Mezarlığa geldiğimizde elimizden aldılar tabutu ve bizi sorguya aldılar. Ankara’da mezarlığa geldiğimizde bizi araçtan indirdiler. Emniyet müdürü bizi sıraya dizdi ve hepimize tokat attı. Araçtaki yabancılara ise bizim aracımıza binmelerinden ötürü daha da sinirlendi ve ağır bir dayaktan geçirdi.

Sibel Erkan tanıklık yapıyor, Mahir dinliyor
Cenazenin defin işleminde orada bulunmayı talep bile edemedik o durumda. Cenazenin nereye gömüldüğünden haberimiz olmadı.
Ertesi gün mezarlığa gittim ve Kazım’ın mezarını öğrenmek istedim. O zaman mezarlık müdürü olan Alişan Canpolat’ı belli ki tehdit etmişler. Bana gitmemi ve işin peşini bırakmamı söyledi. Kazım öldüğünde 23 yaşındaydı.

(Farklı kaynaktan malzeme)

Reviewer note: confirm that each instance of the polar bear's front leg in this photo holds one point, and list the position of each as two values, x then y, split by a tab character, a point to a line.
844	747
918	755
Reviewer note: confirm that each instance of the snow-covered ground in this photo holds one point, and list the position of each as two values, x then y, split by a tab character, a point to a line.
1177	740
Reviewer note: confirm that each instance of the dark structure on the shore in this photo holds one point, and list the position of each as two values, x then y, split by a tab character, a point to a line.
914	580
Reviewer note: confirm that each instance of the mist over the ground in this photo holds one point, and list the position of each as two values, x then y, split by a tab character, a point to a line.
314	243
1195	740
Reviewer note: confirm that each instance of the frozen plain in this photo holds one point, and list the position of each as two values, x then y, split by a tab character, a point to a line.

Ancak bir ay sonra ulaşabildik bilgilerine.
Hüdai Arıkan

Açlık Grevi’nden Kızıldere’ye
Açlık grevi çadırından banka soygununa bir süre hep Hüdai ile beraberdim, boylarımızı da yarıştırırdık, Giresun’da köy çalışması yapmaya da kalkıştık, banka da soyduk. En son “bir şeyler yapmalıyız” notu geldi.
Selam sevgili dostum Hüdai,
sizleri bizden ayırmalarının üzerinden 38 yıl geçti. Her yıl değişik şekillerde sizi anıyoruz. İsterdim ki Türkiye devrimi gerçekleşse de anmaları tüm ülke birlikte yapmış olsaydık. İki yıl önce yarım otobüs insanla bizden ayrıldığınız yere gitmiştik. Bu bir ilkti. Ali Osman kod isimli sevgili dostum Hüdai seni anlatmaya başlayayım mı ne dersin?
Grev çadırında tanıştık
Mustafa Hüdai Arıkan hayatıma en çılgın ve en savruk dönemimde girdi. Onu ilk defa 1968 Ekim’inde Ankara İktisadi ve Ticari İlimler Akademi’sinde direniş çadırında Ticaret lisesi mezunlarına kontenjan tanınması için açlık grevi yaparken tanımıştım.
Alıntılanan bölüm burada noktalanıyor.